In this project, we implement several state-of-the-art Text-to-Speech (TTS) architectures for Gronings, a Low Saxon language spoken in the province of Groningen and around the Groningen border in Drenthe and Friesland in the Netherlands.1
To build TTS systems for Gronings, ESPnet2, a speech processing toolkit has been utilized. The setup configuration and installation steps that have been followed based on the original documentation to develop the TTS systems are documented below.
For the experiments, the following setup has been used. It is not necessary to have this exact configuration, however, compatibility between different versions must be ensured.
- Ubuntu 20.04 LTS
- Python 3.8.12
- CUDA version 11.1 (run
nvcc -V
to check it) - CUDA Driver version 470.103.01 (run
nvidia-smi
to check it) - CUDA version 11.4 (run
nvidia-smi
to check it) - PyTorch 1.10.1+cu111
- cmake
- sox
- sndfile
- ffmpeg
- flac
The following command will install all the above packages.
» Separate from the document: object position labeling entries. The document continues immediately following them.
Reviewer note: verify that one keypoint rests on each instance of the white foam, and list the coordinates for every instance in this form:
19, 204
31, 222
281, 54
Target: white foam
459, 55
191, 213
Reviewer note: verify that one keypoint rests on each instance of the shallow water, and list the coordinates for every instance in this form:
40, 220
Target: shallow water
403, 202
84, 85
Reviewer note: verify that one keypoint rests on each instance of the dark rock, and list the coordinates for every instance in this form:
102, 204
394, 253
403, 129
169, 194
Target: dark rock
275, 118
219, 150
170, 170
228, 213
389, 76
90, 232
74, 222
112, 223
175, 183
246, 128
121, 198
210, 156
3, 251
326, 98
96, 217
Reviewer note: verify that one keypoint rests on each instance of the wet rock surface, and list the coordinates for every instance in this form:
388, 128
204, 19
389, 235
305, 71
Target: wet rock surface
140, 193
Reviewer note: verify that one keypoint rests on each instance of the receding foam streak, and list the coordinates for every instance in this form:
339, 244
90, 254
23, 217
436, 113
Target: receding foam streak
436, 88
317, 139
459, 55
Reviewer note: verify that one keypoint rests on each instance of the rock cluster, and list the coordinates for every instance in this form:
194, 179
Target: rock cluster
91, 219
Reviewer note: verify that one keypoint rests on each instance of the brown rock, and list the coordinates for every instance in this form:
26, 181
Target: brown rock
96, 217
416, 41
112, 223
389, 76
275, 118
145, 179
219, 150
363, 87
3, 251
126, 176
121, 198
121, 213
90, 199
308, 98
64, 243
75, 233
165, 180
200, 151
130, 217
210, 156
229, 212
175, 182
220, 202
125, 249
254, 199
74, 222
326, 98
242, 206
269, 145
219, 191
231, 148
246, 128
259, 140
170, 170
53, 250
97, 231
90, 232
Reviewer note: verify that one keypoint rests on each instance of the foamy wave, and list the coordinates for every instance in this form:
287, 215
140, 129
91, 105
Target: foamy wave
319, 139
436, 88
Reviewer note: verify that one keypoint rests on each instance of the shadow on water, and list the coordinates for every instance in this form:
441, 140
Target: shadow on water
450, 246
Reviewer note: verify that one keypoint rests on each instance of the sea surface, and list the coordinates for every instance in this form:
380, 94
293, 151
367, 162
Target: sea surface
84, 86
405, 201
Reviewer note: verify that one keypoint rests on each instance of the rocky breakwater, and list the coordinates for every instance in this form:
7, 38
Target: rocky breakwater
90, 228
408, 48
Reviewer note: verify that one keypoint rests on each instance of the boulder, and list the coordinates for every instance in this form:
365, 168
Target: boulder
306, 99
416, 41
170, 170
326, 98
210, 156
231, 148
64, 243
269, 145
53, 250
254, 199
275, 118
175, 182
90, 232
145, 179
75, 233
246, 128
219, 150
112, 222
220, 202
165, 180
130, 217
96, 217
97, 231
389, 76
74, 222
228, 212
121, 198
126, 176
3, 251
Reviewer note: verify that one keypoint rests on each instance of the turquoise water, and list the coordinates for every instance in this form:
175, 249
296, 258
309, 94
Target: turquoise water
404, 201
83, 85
$ sudo apt-get install cmake sox libsndfile1-dev ffmpeg flac
- Git clone the ESPnet repo
$ cd <any-place>
$ git clone https://github.com/espnet/espnet
- Setup Anaconda Environment
You have to create <espnet-root>/tools/activate_python.sh.
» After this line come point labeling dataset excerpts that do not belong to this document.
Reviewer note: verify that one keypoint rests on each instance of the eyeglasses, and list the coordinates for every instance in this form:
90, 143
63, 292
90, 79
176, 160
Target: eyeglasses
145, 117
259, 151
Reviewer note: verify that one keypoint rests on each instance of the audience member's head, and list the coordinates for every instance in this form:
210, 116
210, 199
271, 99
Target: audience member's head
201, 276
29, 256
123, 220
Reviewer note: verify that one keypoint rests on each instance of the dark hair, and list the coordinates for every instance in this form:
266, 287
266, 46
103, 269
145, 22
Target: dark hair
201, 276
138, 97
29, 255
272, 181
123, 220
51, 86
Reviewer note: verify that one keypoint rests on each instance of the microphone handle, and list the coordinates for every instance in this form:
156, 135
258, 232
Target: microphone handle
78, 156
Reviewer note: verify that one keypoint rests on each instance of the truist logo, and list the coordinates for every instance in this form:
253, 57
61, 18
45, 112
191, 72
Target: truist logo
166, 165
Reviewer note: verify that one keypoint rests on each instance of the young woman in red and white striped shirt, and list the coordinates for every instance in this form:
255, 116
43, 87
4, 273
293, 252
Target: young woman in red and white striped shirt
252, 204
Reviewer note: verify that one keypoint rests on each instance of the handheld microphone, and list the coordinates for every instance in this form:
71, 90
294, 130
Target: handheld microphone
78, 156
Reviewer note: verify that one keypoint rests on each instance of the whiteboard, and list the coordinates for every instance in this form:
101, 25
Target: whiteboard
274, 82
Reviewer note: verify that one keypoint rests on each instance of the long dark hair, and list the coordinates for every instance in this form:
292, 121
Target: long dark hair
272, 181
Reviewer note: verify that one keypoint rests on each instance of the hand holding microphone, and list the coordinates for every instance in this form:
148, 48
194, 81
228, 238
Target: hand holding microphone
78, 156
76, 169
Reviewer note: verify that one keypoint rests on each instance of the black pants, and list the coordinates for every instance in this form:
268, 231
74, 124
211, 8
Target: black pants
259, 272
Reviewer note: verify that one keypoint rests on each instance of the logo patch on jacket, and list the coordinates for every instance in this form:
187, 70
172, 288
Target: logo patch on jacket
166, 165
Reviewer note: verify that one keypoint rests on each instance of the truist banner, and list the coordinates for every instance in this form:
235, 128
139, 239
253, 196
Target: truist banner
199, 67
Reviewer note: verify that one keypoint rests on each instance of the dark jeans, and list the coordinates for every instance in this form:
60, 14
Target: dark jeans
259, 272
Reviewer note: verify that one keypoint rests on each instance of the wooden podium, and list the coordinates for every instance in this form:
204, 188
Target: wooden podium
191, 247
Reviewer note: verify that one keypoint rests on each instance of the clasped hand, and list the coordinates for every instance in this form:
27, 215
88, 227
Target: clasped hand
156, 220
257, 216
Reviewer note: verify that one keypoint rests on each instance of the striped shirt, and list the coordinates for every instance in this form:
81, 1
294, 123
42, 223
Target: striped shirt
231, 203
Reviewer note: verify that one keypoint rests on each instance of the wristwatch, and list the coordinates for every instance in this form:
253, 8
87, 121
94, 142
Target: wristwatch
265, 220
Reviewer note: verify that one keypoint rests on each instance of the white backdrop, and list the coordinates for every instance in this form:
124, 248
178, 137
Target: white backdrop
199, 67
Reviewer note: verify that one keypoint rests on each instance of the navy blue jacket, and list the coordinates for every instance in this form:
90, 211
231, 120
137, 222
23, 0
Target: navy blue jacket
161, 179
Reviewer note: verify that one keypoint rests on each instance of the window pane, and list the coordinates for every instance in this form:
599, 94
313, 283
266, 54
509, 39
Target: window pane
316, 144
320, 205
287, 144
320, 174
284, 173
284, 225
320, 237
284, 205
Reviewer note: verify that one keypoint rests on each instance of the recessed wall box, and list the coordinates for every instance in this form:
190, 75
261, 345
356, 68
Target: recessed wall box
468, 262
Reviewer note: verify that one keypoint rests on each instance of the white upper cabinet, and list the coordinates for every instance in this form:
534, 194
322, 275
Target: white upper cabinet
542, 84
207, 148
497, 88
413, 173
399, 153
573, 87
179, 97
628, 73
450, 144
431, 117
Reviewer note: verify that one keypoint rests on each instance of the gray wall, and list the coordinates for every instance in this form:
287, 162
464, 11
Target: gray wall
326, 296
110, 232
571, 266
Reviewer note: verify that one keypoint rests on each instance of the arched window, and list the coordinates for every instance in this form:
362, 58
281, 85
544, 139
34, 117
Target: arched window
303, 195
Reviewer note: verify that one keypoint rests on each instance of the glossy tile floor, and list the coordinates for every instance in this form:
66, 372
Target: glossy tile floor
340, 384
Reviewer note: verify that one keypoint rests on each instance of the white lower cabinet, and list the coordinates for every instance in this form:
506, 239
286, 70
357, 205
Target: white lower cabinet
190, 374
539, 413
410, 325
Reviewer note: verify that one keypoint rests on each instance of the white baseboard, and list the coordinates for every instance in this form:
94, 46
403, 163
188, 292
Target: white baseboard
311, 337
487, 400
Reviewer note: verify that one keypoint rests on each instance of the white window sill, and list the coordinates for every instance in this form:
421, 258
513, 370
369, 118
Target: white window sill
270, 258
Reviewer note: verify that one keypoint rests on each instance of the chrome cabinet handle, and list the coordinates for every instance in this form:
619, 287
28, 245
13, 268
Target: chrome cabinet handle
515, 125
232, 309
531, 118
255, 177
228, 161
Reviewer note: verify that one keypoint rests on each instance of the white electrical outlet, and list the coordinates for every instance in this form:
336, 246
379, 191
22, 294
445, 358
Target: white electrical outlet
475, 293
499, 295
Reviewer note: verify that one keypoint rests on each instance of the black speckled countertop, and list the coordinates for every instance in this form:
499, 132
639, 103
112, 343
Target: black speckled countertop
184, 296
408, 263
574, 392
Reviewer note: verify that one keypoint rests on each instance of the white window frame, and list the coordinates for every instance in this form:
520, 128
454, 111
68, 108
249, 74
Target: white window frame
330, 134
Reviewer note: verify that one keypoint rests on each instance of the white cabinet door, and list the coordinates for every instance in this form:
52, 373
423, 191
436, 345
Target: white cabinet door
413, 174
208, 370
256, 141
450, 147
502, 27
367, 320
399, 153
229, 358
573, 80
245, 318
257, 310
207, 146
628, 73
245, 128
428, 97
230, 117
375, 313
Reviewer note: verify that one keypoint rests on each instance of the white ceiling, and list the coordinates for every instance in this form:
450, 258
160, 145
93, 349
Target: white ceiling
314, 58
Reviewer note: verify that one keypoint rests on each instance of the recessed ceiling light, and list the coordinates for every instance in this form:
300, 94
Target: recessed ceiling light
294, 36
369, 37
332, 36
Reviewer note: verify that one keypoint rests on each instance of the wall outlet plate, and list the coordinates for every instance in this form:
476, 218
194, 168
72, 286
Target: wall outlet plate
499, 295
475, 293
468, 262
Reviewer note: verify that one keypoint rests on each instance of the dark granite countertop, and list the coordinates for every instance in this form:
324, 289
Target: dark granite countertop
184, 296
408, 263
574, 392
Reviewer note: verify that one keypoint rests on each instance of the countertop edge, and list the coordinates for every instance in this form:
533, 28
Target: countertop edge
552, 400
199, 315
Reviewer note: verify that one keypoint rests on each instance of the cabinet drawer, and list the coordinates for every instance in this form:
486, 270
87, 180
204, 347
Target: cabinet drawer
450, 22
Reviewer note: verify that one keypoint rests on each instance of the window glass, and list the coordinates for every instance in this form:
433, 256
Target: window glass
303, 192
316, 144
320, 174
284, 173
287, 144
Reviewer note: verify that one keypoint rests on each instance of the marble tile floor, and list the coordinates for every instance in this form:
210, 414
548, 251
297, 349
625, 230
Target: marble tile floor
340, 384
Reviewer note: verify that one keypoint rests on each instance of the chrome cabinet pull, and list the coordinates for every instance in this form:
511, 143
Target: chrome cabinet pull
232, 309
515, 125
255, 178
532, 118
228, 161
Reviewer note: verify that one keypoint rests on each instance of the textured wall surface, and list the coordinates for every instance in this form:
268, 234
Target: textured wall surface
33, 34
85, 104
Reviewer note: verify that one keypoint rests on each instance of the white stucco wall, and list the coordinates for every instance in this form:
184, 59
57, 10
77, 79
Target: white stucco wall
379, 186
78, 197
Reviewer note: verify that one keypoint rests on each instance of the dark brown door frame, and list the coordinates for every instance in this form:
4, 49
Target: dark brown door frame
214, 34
to specify the Python interpreter used in ESPnet recipes. To do so:
$ cd <espnet-root>/tools
$ ./setup_anaconda.sh [output-dir-name|default=venv] [conda-env-name|default=root] [python-version|default=none]
# e.g.
$ ./setup_anaconda.sh anaconda espnet 3.8
- Install ESPnet
The Makefile tries to install ESPnet and all dependencies including PyTorch. You can specify the PyTorch version (must be compatible with your CUDA version), for example:
$ cd <espnet-root>/tools
$ make TH_VERSION=1.10.1+cu111
Note that the CUDA version is derived from the nvcc
command. Alternatively, you can also specify the CUDA version.
$ cd <espnet-root>/tools
$ make TH_VERSION=1.10.1+cu111 CUDA_VERSION=11.1
Note that all the packages are not required to be installed for TTS development.
$ cd <espnet-root>/tools
$ . ./activate_python.sh; python3 check_install.py
The following architectures and neural vocoders have been implemented for Gronings:
- Architecture
- Neural Vocoder
FastSpeech 2 has been implemented in two ways.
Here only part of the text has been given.